Cytori intends to use the proceeds to expand commercialization activities for its Celution® 800/CRS System in Europe and Asia Pacific and global marketing efforts for the Company’s Celution System-based StemSource® Cell Bank business. In addition, the proceeds will be used for funding the Company’s product development, clinical trials, working capital, and general corporate purposes.
 
Piper Jaffray & Co. served as the exclusive placement agent for all securities offered as part of the financing other than those offered to Olympus. This press release shall not constitute an offer to sell or the solicitation of an offer to buy, nor shall there be any sales of these securities in any jurisdiction in which such an offer, solicitation or sale would be unlawful prior to the registration or qualification under the securities laws of any such jurisdiction. The securities to be sold in the private placement have not been registered under the Securities Act of 1933, as amended, or state securities laws and may not be offered or sold in the United States absent registration or an applicable exemption from registration requirements. The securities were offered and will be sold only to a limited number of accredited investors. Cytori has agreed to file a registration statement with the Securities and Exchange Commission to cover the resale by the investors of the shares of common stock issued in the private placement and issuable upon exercise of the warrants issued in the private placement.
 
About Cytori
 
Cytori’s (NASDAQ: CYTX) goal is to be the global leader in regenerative medicine.

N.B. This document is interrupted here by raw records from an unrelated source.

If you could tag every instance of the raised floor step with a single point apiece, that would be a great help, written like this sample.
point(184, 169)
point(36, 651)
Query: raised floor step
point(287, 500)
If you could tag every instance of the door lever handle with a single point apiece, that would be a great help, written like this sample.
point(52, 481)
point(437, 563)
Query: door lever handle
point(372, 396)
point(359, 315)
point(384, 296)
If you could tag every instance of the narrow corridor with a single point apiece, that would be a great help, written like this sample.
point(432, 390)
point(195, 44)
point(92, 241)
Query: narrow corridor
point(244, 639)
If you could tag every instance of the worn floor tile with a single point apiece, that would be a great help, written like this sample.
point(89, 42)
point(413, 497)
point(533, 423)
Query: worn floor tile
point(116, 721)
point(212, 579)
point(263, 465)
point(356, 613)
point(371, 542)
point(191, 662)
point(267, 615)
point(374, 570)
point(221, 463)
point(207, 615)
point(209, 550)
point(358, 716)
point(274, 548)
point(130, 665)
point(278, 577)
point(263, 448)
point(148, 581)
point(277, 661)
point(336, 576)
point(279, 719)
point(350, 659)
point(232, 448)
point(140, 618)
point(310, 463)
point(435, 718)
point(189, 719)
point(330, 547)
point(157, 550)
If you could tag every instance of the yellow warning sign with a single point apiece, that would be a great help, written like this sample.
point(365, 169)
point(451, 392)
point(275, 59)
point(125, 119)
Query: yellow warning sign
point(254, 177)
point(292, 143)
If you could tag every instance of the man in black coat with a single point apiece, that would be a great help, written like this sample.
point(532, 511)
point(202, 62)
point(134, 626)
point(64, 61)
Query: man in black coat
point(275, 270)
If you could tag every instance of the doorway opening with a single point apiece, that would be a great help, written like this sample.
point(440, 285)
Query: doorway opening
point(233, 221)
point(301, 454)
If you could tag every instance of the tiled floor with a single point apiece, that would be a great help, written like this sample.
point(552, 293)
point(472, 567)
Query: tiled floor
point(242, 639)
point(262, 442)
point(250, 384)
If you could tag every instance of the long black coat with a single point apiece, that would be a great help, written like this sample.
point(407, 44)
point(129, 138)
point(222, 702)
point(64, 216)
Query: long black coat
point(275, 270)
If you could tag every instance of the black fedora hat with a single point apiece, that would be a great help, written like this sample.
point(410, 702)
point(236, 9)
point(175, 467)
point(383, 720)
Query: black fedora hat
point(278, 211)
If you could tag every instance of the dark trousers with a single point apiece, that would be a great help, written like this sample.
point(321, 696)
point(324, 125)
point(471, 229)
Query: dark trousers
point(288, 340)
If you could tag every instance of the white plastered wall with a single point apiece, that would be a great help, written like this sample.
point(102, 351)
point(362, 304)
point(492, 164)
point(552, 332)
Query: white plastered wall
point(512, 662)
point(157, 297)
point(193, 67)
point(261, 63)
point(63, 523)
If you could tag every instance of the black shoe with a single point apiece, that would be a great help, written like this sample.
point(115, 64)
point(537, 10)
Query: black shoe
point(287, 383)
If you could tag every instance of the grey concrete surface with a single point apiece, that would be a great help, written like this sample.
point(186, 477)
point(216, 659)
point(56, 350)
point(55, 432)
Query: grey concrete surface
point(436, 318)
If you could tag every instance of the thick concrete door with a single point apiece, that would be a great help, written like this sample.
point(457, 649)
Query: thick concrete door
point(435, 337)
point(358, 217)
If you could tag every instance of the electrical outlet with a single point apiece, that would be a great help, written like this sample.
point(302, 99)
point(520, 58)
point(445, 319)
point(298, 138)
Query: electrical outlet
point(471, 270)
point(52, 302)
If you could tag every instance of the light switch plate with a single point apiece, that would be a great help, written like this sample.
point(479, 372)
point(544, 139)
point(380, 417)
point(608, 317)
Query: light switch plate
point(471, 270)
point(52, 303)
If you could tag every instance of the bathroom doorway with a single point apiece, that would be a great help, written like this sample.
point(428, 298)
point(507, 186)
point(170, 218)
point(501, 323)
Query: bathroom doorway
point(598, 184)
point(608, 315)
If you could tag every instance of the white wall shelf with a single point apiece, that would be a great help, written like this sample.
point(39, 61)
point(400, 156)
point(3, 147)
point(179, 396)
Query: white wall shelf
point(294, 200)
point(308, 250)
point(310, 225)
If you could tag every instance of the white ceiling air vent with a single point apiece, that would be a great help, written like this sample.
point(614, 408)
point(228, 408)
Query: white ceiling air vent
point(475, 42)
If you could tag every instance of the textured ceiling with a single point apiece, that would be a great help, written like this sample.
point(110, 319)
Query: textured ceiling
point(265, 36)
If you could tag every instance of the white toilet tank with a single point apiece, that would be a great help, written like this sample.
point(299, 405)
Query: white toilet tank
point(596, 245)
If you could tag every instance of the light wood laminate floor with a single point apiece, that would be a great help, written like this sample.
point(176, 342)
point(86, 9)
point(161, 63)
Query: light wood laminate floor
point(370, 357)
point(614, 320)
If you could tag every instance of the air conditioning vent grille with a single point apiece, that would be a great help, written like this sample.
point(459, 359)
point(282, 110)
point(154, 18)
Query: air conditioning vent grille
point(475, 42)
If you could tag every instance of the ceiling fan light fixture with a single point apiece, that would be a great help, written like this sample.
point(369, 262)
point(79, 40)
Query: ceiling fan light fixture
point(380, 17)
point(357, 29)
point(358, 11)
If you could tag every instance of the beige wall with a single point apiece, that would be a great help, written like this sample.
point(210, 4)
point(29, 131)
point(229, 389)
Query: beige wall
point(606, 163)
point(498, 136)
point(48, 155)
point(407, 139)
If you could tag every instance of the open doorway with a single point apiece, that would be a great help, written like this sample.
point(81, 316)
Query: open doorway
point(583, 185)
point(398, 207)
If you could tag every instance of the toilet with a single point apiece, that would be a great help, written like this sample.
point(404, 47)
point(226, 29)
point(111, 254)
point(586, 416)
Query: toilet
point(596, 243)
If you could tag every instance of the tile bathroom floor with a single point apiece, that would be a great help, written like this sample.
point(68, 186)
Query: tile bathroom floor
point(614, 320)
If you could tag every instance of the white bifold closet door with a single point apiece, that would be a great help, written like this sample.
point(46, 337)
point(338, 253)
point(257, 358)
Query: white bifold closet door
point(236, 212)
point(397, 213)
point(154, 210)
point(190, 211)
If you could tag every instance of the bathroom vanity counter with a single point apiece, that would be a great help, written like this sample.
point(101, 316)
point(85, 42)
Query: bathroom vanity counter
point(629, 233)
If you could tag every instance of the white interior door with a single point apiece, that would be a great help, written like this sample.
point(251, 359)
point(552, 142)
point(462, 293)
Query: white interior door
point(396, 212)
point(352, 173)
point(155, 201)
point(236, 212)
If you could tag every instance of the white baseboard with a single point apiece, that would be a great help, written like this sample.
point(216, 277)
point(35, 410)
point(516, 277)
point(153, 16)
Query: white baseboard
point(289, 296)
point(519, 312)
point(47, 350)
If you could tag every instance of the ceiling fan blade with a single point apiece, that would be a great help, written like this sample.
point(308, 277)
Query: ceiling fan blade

The company is dedicated to providing patients with new options for reconstructive surgery, developing treatments for cardiovascular disease, and banking patients' adult stem and regenerative cells. The Celution® 800 System is being introduced in Europe and Asia Pacific into the reconstructive surgery market while the Celution® 900 System is being commercialized globally for cryopreserving a patient's own stem and regenerative cells. Clinical trials are ongoing in cardiovascular disease and planned for spinal disc degeneration, gastrointestinal disorders, and other unmet medical needs. www.cytoritx.com

Cautionary Statement Regarding Forward-Looking Statements
 
This press release includes forward-looking statements regarding events, trends and business prospects, which may affect our future operating results and financial position. Such statements are subject to risks and uncertainties that could cause our actual results and financial position to differ materially. Some of these risks and uncertainties include, but are not limited to, statements regarding the private placement, the expected closing of the private placement, the number of additional shares that could be sold in connection with exercise of warrants issued in the private placement, a need for further financing, our plans for expanding commercialization of our Celution® 800/CRS System and for global marketing efforts for our Celution System-based StemSource® Cell Bank business, and other risks and uncertainties described under the heading "Risk Factors" in Cytori’s Securities and Exchange Commission filings. We assume no responsibility to update or revise any forward-looking statements to reflect events, trends or circumstances after the date they are made.